A surfer who rode the Severn Bore for more than seven miles broke a world surfing record, it has been confirmed.
This year's spring tides have brought impressive four-star bores
Railway engineer Steve King's trip on the tidal wave was the longest continuous surf ride according to the British Surfing Association.
Mr King, 41, of Saul, Gloucestershire, took an hour and 16 minutes to complete the journey, reaching speeds of up to 20mph, on Friday 30 March.
The previous record was held by Brazilian surfer Serghino Laus.
Mr Laus - a friend of Mr King - rode a tide on the Araguari river in Brazil, for 6.3 miles.

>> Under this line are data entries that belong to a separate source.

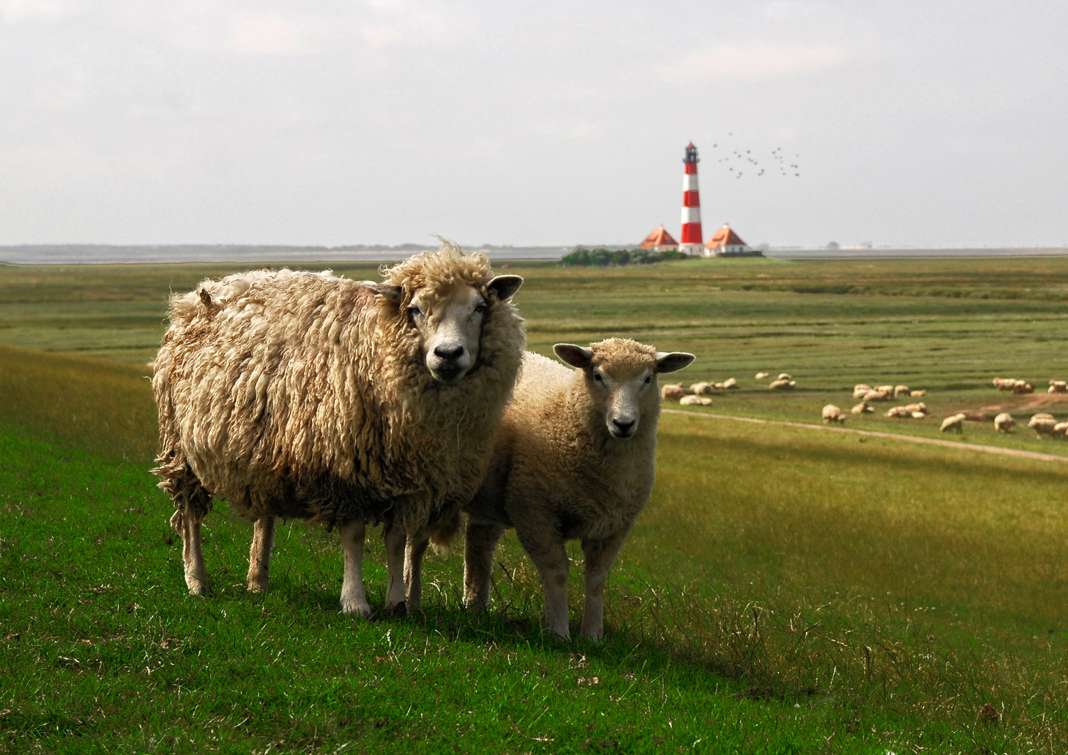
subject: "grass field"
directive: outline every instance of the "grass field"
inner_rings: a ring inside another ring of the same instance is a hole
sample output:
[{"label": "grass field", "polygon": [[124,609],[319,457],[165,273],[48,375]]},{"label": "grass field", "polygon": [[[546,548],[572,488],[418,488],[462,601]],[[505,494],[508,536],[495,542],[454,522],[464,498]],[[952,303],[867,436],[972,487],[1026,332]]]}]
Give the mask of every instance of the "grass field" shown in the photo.
[{"label": "grass field", "polygon": [[[600,646],[544,635],[514,537],[488,615],[459,607],[454,555],[428,564],[422,614],[365,623],[336,611],[336,537],[297,522],[272,592],[246,594],[250,531],[221,505],[205,545],[218,591],[188,598],[146,472],[143,363],[167,290],[224,271],[0,268],[0,341],[26,347],[0,347],[0,752],[1068,750],[1061,462],[664,415]],[[534,348],[626,333],[692,350],[687,380],[743,383],[719,413],[818,421],[861,380],[926,388],[936,411],[1026,407],[1048,397],[990,378],[1068,373],[1068,261],[512,271]],[[761,390],[757,369],[801,390]],[[1068,446],[979,423],[964,440]],[[580,573],[577,557],[572,618]]]}]

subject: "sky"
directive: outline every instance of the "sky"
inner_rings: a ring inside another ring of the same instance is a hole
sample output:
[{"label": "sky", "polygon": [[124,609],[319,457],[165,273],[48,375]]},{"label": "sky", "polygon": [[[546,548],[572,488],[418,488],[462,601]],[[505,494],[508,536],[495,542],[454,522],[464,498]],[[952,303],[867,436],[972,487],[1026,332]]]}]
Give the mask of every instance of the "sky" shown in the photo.
[{"label": "sky", "polygon": [[0,245],[637,243],[677,237],[693,141],[706,237],[1065,246],[1066,29],[1043,0],[0,0]]}]

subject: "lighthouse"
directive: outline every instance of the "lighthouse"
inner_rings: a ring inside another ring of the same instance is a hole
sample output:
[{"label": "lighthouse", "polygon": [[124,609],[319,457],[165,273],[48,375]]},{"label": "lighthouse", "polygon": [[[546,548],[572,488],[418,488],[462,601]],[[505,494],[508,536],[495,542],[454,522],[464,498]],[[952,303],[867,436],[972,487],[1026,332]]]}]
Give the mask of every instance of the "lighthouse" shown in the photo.
[{"label": "lighthouse", "polygon": [[682,174],[682,236],[678,250],[687,254],[704,253],[704,238],[701,235],[701,195],[697,192],[697,147],[693,142],[686,145],[682,158],[686,172]]}]

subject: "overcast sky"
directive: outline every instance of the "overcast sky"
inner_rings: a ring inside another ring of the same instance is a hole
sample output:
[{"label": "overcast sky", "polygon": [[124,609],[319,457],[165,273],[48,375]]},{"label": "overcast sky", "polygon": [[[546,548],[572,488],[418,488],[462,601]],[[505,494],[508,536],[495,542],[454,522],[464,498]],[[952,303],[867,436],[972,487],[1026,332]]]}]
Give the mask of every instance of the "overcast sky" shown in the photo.
[{"label": "overcast sky", "polygon": [[637,242],[677,236],[692,140],[706,237],[1068,245],[1066,33],[1041,1],[0,0],[0,243]]}]

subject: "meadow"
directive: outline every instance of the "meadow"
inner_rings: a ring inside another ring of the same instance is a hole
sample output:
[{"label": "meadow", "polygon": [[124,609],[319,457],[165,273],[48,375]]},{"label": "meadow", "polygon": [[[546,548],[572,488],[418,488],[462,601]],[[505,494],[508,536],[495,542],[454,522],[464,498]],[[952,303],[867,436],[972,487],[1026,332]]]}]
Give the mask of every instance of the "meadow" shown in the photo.
[{"label": "meadow", "polygon": [[[532,348],[625,334],[696,353],[687,381],[742,383],[662,418],[600,645],[544,634],[512,536],[485,616],[460,607],[454,554],[428,564],[423,612],[367,623],[337,613],[336,536],[299,522],[272,592],[248,595],[250,528],[220,504],[216,594],[185,595],[145,362],[168,292],[229,271],[0,267],[0,752],[1068,750],[1068,465],[701,415],[818,423],[864,381],[927,389],[934,418],[1063,418],[990,379],[1068,374],[1068,259],[512,265]],[[962,441],[1068,458],[989,425]]]}]

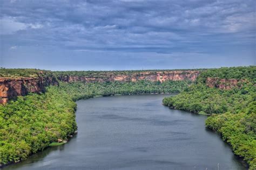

The Severn Estuary has the second highest tidal range in the world - the Severn Bore can reach up to 2m (6ft) in height, particularly during spring tides.
Hundreds of surfers and sightseers come to the river to watch or ride the tide - Mr King has surfed it more than 100 times in 20 years.
He said: "I hadn't planned to go for a record attempt because I didn't think the conditions were that good, but I had been going for a distance, hadn't fallen off and the wave still hadn't broken.
"I thought 'hang on' there a good chance of breaking the record here.
"It takes some skill but it also takes a lot of luck to surf the bore.
"There was nobody more surprised than me when I realised I had broken the record.
"It was totally unexpected and it was doubly pleasing to break it in my own back yard."